Harga produsen untuk barang akhir melambat tajam di bulan Februari karena kenaikan harga untuk jasa dan konstruksi melambat.
Harga produsen meningkat sebesar 0,8% pada bulan tersebut, turun dari kenaikan 1,2% pada bulan Januari sementara mencatatkan kenaikan 10% pada bulan-bulan berturut-turut dibandingkan dengan tahun lalu, Biro Statistik Tenaga Kerja melaporkan pada hari Selasa.
Data tidak akan menghalangi keputusan Federal Reserve tentang apa yang kemungkinan besar akan menjadi kenaikan suku bunga sebesar 25 basis poin pada pertemuan bulanan dua hari yang berakhir pada hari Rabu.
Meski turun, perlambatan harga produsen akan bersifat sementara karena tidak termasuk lonjakan harga minyak dan komoditas dalam beberapa pekan terakhir akibat invasi Rusia ke Ukraina.
Namun, sebagian besar kenaikan di bulan Februari berasal dari harga energi dan pangan. Harga permintaan akhir untuk energi meningkat sebesar 8,2% dari sebelumnya 3,7%, sementara harga makanan naik sebesar 1,9% dari sebelumnya 1,7%.
Harga produsen untuk jasa tertinggal karena kenaikan harga untuk jasa perdagangan—proksi margin harga yang diterima grosir dan pengecer—turun secara signifikan menjadi 0,2% dari 1,7% di bulan Januari.
Penurunan bisa menyarankan mundurnya penjualan ritel dan aktivitas grosir setelah Januari yang kuat. Data penjualan ritel Februari akan dirilis pada hari Rabu.
Sementara moderasi harga inti yang signifikan pada bulan Februari merupakan tanda yang cukup menggembirakan, masih ada hambatan karena pasar tenaga kerja terus ketat sementara penguncian COVID-19 baru-baru ini di China akan semakin memperumit masalah rantai pasokan, yang telah membaik akhir-akhir ini.

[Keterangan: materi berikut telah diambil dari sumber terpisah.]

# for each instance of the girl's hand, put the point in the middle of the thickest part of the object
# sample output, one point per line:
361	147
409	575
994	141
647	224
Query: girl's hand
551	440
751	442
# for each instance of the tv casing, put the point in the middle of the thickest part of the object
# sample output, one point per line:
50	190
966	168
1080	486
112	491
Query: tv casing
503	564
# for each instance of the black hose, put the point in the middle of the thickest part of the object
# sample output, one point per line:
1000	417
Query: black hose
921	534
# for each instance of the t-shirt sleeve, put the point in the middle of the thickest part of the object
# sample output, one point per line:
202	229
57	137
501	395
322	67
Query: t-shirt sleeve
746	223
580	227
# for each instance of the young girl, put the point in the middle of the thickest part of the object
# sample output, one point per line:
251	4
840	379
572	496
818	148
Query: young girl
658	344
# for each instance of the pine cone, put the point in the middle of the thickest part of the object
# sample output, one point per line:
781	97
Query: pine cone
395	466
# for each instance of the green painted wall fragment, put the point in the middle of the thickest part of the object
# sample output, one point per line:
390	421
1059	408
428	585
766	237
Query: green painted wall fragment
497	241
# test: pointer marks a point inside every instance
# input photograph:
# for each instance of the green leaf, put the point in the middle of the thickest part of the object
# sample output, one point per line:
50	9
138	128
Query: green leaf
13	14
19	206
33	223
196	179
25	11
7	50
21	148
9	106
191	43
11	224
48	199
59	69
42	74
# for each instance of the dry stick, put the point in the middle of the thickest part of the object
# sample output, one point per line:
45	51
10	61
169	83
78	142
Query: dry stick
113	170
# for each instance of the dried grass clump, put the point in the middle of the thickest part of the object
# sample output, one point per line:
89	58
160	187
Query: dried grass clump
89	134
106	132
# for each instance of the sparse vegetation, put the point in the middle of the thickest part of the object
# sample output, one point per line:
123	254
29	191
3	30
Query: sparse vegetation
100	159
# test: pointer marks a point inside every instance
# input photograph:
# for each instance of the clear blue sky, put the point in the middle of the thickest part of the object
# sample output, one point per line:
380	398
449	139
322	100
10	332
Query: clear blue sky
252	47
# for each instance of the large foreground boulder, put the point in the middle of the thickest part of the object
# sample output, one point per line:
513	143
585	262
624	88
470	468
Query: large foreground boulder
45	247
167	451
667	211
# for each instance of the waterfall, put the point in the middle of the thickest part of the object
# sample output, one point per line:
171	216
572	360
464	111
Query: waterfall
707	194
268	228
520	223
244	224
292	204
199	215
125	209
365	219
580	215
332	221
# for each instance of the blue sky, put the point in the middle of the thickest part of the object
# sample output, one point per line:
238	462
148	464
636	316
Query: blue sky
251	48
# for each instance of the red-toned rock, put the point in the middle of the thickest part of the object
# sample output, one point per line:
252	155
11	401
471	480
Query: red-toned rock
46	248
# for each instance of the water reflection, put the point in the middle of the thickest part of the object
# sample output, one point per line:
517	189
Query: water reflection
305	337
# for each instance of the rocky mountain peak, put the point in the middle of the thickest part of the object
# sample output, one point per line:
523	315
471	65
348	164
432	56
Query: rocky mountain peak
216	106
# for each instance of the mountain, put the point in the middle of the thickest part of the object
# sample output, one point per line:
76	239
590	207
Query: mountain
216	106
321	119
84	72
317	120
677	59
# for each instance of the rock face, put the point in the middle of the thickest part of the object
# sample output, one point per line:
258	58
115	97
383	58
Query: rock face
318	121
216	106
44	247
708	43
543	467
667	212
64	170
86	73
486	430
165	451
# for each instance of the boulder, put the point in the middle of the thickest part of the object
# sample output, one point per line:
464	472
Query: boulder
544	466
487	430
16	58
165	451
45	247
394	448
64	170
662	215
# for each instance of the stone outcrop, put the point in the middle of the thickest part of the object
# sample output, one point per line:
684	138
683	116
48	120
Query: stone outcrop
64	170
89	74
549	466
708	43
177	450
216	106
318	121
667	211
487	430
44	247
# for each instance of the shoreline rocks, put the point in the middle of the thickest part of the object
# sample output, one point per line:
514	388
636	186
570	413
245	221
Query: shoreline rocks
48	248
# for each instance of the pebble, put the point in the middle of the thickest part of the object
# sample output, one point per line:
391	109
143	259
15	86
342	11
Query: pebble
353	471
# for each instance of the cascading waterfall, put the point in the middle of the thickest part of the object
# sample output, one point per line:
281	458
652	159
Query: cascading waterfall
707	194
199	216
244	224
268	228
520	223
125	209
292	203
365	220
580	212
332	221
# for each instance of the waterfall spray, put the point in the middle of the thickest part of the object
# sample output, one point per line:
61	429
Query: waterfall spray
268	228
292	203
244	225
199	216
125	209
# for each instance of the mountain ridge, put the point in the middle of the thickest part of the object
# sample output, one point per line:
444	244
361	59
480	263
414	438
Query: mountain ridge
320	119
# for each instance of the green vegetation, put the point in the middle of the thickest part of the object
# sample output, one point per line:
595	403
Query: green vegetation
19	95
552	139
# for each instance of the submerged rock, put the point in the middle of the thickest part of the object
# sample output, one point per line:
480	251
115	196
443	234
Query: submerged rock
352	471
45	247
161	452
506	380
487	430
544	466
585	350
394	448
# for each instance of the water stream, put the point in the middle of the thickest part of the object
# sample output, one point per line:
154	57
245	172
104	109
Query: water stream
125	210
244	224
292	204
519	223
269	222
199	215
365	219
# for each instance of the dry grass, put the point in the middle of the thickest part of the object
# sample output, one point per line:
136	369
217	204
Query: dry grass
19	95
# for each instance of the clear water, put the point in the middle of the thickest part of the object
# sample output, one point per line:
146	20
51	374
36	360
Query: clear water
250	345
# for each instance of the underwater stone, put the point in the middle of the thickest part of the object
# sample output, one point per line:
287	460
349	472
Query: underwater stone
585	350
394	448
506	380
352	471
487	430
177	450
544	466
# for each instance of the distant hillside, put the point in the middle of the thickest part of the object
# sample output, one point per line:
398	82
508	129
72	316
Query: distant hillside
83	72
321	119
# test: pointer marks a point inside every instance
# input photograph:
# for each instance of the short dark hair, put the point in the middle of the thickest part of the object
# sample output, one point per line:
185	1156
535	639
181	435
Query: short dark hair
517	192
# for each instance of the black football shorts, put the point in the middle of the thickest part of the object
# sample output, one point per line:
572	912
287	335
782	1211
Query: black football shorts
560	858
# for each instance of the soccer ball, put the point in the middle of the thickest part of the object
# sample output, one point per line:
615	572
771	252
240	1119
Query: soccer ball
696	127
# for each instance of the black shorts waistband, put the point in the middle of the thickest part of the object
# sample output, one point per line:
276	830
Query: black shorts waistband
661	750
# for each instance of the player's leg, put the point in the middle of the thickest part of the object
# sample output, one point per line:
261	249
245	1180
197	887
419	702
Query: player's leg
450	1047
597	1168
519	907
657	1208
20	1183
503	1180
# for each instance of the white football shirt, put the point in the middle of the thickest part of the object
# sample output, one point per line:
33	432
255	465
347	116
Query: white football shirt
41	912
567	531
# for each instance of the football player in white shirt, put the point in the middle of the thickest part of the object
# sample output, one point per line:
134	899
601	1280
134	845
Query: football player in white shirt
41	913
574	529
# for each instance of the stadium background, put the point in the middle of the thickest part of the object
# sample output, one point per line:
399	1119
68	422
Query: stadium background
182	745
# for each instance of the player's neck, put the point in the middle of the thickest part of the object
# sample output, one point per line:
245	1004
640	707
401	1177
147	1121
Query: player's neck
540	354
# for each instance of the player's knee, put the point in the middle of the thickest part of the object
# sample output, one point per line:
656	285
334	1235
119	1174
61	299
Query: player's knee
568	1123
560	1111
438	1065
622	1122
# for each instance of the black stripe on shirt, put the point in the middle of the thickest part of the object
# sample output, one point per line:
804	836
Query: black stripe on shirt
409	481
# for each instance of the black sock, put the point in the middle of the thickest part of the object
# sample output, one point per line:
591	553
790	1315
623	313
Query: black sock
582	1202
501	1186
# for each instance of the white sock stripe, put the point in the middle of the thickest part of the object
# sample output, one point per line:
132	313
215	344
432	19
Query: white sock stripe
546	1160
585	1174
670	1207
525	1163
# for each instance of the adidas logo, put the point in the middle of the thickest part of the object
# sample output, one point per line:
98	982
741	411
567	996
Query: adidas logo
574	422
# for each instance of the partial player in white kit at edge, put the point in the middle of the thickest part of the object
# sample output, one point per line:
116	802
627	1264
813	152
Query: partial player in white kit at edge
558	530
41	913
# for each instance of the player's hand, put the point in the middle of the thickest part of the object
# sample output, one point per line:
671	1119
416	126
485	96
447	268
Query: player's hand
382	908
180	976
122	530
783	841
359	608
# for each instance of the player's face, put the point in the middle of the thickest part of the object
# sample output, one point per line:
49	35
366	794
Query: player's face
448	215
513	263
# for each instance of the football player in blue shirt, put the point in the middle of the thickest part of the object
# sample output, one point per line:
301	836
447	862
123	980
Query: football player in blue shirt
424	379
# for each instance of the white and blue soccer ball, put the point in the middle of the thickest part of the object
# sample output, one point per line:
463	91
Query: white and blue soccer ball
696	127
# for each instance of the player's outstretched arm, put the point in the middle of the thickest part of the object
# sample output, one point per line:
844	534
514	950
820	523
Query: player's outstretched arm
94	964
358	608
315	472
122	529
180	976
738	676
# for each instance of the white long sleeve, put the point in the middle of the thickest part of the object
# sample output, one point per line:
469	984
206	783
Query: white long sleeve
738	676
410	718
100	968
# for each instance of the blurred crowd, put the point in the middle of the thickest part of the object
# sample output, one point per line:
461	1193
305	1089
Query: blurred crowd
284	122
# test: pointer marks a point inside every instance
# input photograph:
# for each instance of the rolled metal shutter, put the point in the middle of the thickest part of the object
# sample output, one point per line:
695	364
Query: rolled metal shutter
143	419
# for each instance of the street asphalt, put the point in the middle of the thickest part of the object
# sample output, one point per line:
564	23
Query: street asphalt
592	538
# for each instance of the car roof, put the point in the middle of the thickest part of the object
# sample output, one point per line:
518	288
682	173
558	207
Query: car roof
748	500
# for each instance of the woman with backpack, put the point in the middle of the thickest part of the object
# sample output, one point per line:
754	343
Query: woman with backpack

Di bawah tajuk utama, harga yang dibayarkan pada tahap awal produksi melanjutkan penurunannya di bulan Februari dari puncaknya tahun lalu. Kami perkirakan, bagaimanapun, harga input akan meningkat di bulan Maret karena kenaikan harga energi dan komoditas di paruh pertama bulan tersebut.